James tells me one of the perks of his huge recognition factor is that, "I drink free -- all the way from Windigoostequin, up to the Qoogebankewak, and down to the Catchawichitiwakamahtah."

"Are those real names?" I ask, after he spells each out for me. He insists they are.

He tells me a bit about himself -- that he has two daughters and that his wife is from "a long line of dairy folk who would sell their soul for a squeaky bag of curds." In 1991 he went to Los Angeles in pursuit of fame and fortune. "I hit the wall. Ron Howard hired me to be part of a show and it was cancelled. I was in Newsweek on Tuesday, cancelled on Wednesday and on Thursday I was pulling a tree out of Robert Urich's front yard, God bless him, with my buddy's pool digging company."

Didn't Urich die, I ask.

"Yes, and I had nothing to do with it," he quips.

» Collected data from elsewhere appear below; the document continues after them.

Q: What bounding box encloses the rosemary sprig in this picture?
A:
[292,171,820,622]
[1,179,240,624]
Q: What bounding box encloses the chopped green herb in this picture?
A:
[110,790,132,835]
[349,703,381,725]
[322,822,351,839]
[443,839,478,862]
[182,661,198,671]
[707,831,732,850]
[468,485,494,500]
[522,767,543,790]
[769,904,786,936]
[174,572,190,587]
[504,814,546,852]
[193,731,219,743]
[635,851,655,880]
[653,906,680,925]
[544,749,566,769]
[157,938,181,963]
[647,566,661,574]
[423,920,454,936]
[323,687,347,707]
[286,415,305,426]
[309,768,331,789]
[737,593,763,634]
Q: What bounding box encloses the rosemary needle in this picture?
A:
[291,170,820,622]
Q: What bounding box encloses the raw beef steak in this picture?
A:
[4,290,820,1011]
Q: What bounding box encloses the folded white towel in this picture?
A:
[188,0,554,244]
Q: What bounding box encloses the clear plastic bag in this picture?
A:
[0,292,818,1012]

I'm convinced. James is funny -- and very Canadian (his cellphone rings to the Hockey Night in Canada tune and when someone leaves a message it plays O Canada).

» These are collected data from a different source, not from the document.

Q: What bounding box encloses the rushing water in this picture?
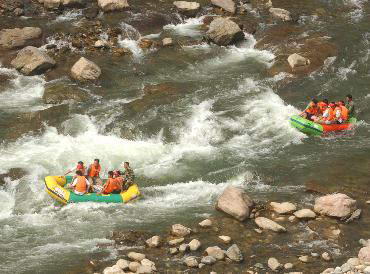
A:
[1,1,370,273]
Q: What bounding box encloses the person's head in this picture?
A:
[311,98,318,106]
[76,170,83,176]
[339,100,345,106]
[124,162,130,169]
[329,102,336,108]
[94,159,100,166]
[108,171,114,178]
[323,99,328,104]
[113,170,121,177]
[78,161,83,165]
[346,94,352,101]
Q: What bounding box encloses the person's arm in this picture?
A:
[68,178,77,189]
[335,109,341,118]
[64,167,76,176]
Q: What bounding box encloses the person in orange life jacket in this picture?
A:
[65,161,86,177]
[67,170,90,195]
[98,171,121,195]
[87,159,103,189]
[335,100,349,124]
[300,98,319,121]
[317,99,329,115]
[320,102,336,124]
[113,170,124,192]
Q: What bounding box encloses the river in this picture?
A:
[0,0,370,273]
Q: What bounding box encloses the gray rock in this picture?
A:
[169,237,184,246]
[103,265,125,274]
[284,263,293,269]
[344,208,362,223]
[287,53,310,69]
[11,46,56,75]
[201,256,216,265]
[169,247,178,255]
[215,185,253,221]
[184,256,199,268]
[347,257,360,267]
[173,1,200,17]
[255,217,286,232]
[171,224,191,237]
[340,263,351,273]
[188,239,201,251]
[225,244,243,262]
[205,246,225,260]
[211,0,235,14]
[268,257,281,271]
[140,258,156,272]
[218,235,231,244]
[205,17,244,46]
[179,243,189,253]
[70,57,101,82]
[359,246,370,263]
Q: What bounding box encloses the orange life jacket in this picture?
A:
[102,178,121,194]
[340,106,348,121]
[317,102,328,114]
[324,108,335,121]
[114,176,124,188]
[88,164,101,177]
[305,102,319,115]
[74,176,88,193]
[76,164,86,175]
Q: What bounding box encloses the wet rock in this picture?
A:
[225,244,243,262]
[169,247,178,255]
[173,1,200,17]
[284,263,293,269]
[83,6,99,19]
[184,256,199,268]
[103,265,124,274]
[0,27,42,49]
[128,261,141,272]
[136,265,153,274]
[42,82,88,104]
[138,38,153,49]
[218,235,231,244]
[298,255,309,263]
[322,252,332,261]
[288,53,310,69]
[311,253,319,258]
[11,46,56,76]
[0,168,27,185]
[189,239,201,251]
[268,257,282,271]
[270,202,297,214]
[364,266,370,274]
[269,8,292,21]
[344,208,362,223]
[359,246,370,263]
[294,209,316,220]
[171,224,191,237]
[211,0,236,14]
[116,259,129,270]
[254,228,263,234]
[169,237,184,246]
[61,0,86,8]
[110,230,152,246]
[205,17,244,46]
[341,263,351,272]
[215,186,254,221]
[98,0,129,12]
[347,257,360,267]
[0,0,23,13]
[43,0,61,10]
[127,252,145,261]
[162,38,173,47]
[255,217,286,232]
[322,268,334,274]
[314,193,357,219]
[94,40,108,48]
[289,216,297,222]
[205,246,225,260]
[359,239,370,247]
[201,256,216,265]
[70,57,101,82]
[199,219,212,227]
[146,235,160,248]
[13,8,24,16]
[305,180,330,194]
[179,243,189,253]
[140,258,156,272]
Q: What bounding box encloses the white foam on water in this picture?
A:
[54,9,82,22]
[337,61,357,80]
[0,66,46,112]
[163,16,204,37]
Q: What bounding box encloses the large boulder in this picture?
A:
[211,0,236,14]
[215,186,254,221]
[255,217,286,232]
[42,82,88,104]
[270,202,296,214]
[173,1,200,17]
[70,57,101,82]
[359,246,370,263]
[269,8,292,21]
[98,0,129,12]
[205,17,244,46]
[287,53,310,69]
[11,46,56,75]
[314,193,357,219]
[0,27,42,49]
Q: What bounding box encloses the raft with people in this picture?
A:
[290,95,357,136]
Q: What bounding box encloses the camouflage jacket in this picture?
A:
[123,167,135,186]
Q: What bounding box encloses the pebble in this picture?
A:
[284,263,293,269]
[218,235,231,244]
[169,247,178,255]
[321,252,332,261]
[205,246,225,260]
[168,237,184,246]
[179,243,189,253]
[198,219,212,227]
[288,216,297,222]
[171,224,191,237]
[225,244,243,262]
[146,235,161,248]
[141,258,156,271]
[128,252,145,261]
[268,257,282,271]
[298,255,309,263]
[293,209,316,219]
[311,252,319,257]
[184,256,199,268]
[189,239,201,251]
[162,37,173,47]
[201,256,217,265]
[254,228,263,234]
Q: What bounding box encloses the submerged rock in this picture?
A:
[171,224,191,237]
[314,193,357,219]
[11,46,56,75]
[0,168,27,185]
[98,0,129,12]
[0,27,42,49]
[215,186,254,221]
[173,1,200,17]
[211,0,236,14]
[225,244,243,262]
[199,219,212,227]
[201,256,216,265]
[162,37,173,47]
[43,0,60,9]
[205,17,244,46]
[42,82,88,104]
[70,57,101,82]
[270,202,297,214]
[218,235,231,244]
[255,217,286,232]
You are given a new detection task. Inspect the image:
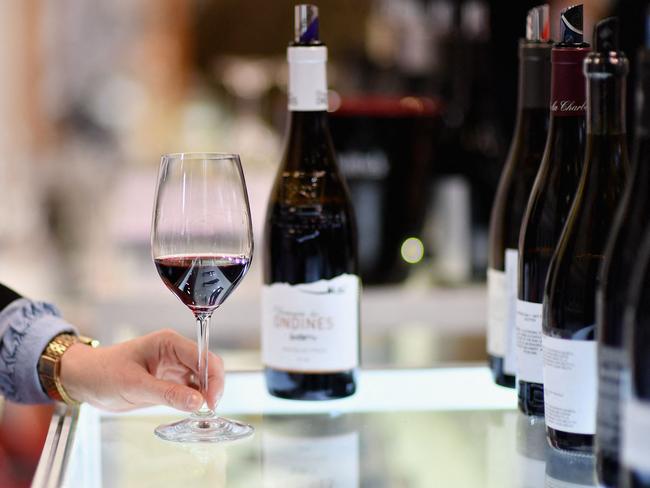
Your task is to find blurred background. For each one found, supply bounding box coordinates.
[2,0,648,483]
[0,0,644,372]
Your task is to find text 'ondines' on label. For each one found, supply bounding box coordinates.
[262,273,360,372]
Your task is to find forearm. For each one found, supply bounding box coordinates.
[0,297,77,403]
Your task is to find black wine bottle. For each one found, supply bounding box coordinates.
[621,233,650,488]
[543,17,630,454]
[596,39,650,488]
[487,5,552,389]
[262,5,360,400]
[517,4,589,415]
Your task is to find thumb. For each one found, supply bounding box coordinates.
[142,377,203,412]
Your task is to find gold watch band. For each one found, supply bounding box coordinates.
[38,333,99,405]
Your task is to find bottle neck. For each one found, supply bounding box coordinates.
[517,42,552,111]
[550,47,590,117]
[635,49,650,137]
[282,110,335,172]
[586,64,627,136]
[287,111,330,138]
[283,44,335,172]
[288,45,328,112]
[511,42,552,140]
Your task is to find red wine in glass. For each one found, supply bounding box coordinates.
[155,254,251,315]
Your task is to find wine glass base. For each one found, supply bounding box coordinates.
[154,415,254,443]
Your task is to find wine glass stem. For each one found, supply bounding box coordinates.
[195,314,214,417]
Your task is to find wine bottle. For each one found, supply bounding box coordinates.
[262,5,360,400]
[516,4,589,414]
[621,232,650,488]
[543,17,630,453]
[487,4,552,389]
[596,32,650,488]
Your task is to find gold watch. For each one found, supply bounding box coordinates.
[38,333,99,405]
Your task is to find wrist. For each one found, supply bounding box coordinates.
[59,342,93,404]
[38,333,99,405]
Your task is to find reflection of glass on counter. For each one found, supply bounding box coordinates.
[485,411,518,488]
[515,414,547,488]
[98,414,263,487]
[262,413,359,488]
[545,449,596,487]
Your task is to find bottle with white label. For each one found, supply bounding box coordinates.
[262,4,360,400]
[517,5,588,416]
[486,5,552,389]
[596,42,650,488]
[621,203,650,486]
[543,17,629,453]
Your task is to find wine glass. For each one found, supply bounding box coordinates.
[151,152,254,442]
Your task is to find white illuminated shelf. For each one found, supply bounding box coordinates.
[104,366,515,417]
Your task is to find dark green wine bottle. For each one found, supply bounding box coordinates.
[596,37,650,488]
[517,4,588,415]
[262,5,360,400]
[487,5,552,389]
[619,13,650,487]
[543,17,630,454]
[621,229,650,488]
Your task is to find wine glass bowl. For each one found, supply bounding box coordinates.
[151,152,254,442]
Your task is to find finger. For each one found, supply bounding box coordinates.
[153,329,204,372]
[145,329,225,409]
[134,374,203,412]
[206,353,225,409]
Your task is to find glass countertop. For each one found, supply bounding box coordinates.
[34,367,599,487]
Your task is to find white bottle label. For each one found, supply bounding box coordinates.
[262,273,360,372]
[487,268,506,357]
[516,300,544,384]
[504,248,518,375]
[542,334,597,434]
[288,46,328,111]
[623,397,650,474]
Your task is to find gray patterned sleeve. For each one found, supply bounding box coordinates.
[0,299,77,403]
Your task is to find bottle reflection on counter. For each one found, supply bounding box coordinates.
[485,412,518,488]
[545,449,596,487]
[261,414,360,488]
[515,413,547,488]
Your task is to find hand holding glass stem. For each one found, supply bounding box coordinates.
[151,153,254,442]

His final test is to tell me an authentic Canadian joke.

"I told one at my event this morning," he informs me. "It didn't go over."

I urge him to try it out on me.

"I said something about Canadian reporters, that they weren't embedded, but then again I don't know what action they were getting back in the crib." He laughs heartily.

I tell him I don't get it and he tries to explain. He tells me that "crib" is a jazz term for "home" but I still don't get it. We agree that it's not a good joke if you have to keep explaining it. I concede that maybe it's just me.

I ask him to tell me a joke that usually goes over well.

"They gave me a bun on Air Canada that was as hard as the hobs of hell," he says in an East Coast accent. "Stale? This thing came off the table at the Last friggin' Supper. And in the middle was a slice of ham so thin the pig never even felt it comin' off his arse."

I laugh. That was very funny. And I have to admit that James has pulled me out of my foul mood. And he's proven to me that Canadian humour can be very funny.

I decide to get in on the action, and tell him a Canadian joke that I made up: "Two guys are talking," I say in my best East Coast accent. "One guy says, 'I hear you had to shoot your cow. Was he mad?' The other guy answers, 'Well, he wasn't very happy...' "

James roars. He likes it.

I ask him to rate it on a scale of one to 10.

"A seven," he says, "and take your time with the delivery."

A seven? A lousy seven? This Canadian comedy is a tough business.